Segundo a pesquisadora, as denúncias podem tornar a investigação mais eficaz, mas não menos trabalhosa para os órgãos de segurança pública. “Para o mesmo crime, você pode ter infinitas denúncias. O policial não sai só 'na boa'. Isso otimiza, mas não reduz o trabalho policial. Cada cidadão que procura colaborar tem um fragmento de história, mas vai caber à polícia o trabalho substantivo de investigação”, diz. “É como se a população estivesse dando mais trabalho para a polícia.”

Jaqueline fez uma das primeiras avaliações do Disque Denúncia do Rio de Janeiro, e o considera bem-sucedido. Ela explica que, quando o serviço surgiu, a ideia era aumentar a participação da população nas políticas de segurança pública, deixando claro que a questão não era um problema da polícia, mas de todos. Entre as razões que garantiram esse sucesso está a credibilidade das entidades que mantêm o serviço, o sigilo total a respeito da identidade de quem colabora e a massificação de campanhas a respeito dos crimes para os quais se oferece recompensa. “Não se trata de um X9, é um cidadão responsável que vê uma campanha e sente que pode colaborar”, afirma.

Para a coordenadora institucional do Fórum Brasileiro de Segurança Pública, Patrícia Nogueira, é preciso se perguntar por que pagar por uma ajuda que vem de graça pelo Disque Denúncia. “É um serviço que funciona incrivelmente bem. As pessoas ligam muito.”

Além disso, ela acredita que é preciso observar se o pagamento de recompensas não tem como consequência uma mudança na lógica do “cidadão responsável”, que colabora com a investigação apenas por boa vontade. “O pagamento pode mexer na lógica do serviço. Será que vai ter diminuição de colaboração em crimes variados e a participação será mais focada nos que vão ter recompensa?”, questiona.

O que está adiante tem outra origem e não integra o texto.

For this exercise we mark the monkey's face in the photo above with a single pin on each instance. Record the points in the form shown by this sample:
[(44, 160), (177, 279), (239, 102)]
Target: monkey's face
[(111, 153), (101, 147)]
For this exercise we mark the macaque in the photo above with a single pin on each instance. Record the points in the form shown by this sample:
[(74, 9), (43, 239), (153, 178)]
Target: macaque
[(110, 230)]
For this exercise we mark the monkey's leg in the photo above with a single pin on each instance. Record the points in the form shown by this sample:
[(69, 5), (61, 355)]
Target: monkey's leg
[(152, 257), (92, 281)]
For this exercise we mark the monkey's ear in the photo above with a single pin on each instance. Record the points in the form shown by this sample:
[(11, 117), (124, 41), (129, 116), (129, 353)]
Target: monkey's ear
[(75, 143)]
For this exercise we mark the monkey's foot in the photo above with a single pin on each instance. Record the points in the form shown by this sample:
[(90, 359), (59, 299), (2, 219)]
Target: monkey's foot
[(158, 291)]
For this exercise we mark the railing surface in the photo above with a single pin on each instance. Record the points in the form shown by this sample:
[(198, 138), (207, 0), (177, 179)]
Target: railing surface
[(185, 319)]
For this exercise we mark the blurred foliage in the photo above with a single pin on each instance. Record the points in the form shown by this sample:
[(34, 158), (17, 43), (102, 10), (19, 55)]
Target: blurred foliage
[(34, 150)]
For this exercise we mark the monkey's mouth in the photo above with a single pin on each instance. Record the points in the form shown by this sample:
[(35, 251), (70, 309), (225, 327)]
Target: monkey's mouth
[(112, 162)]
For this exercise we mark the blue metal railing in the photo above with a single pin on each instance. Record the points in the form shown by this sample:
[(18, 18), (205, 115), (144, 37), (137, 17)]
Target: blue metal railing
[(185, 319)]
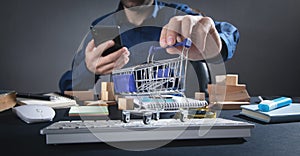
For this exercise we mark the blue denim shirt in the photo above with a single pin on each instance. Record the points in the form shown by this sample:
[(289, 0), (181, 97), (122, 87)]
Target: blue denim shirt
[(80, 78)]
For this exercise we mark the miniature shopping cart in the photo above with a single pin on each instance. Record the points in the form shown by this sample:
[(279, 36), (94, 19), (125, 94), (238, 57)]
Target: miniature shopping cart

Para as duas especialistas, no entanto, como produzirá custo, dificilmente o sistema acarretará em denuncismo, já que, para pagar a gratificação, a polícia terá de justificar a ligação entre as informações e a conclusão do caso.

Contudo, para o presidente do Sindicato dos Delegados do Estado, George Melão, há a possibilidade de uma consequência grave: policiais deixarem de usar informações durante o período de trabalho para obter as recompensas. “Infelizmente, pode acontecer. Não estamos impunes a isso”, garantiu.

Para ele, a iniciativa é mais uma demonstração da “falência” das políticas de segurança pública da gestão de Geraldo Alckmin (PSDB). “Ele reconhece que a segurança não é eficiente, por isso precisa tomar essas ações desesperadas. Temos receio dessas recompensas. Primeiro, porque no Rio de Janeiro, segundo informações que temos, isso foi um dos fatores preponderantes para o crescimento das milícias, justamente porque os policiais mal intencionados passavam as informações para terceiros para que eles fizessem as denúncias e depois dividissem o dinheiro,” explica.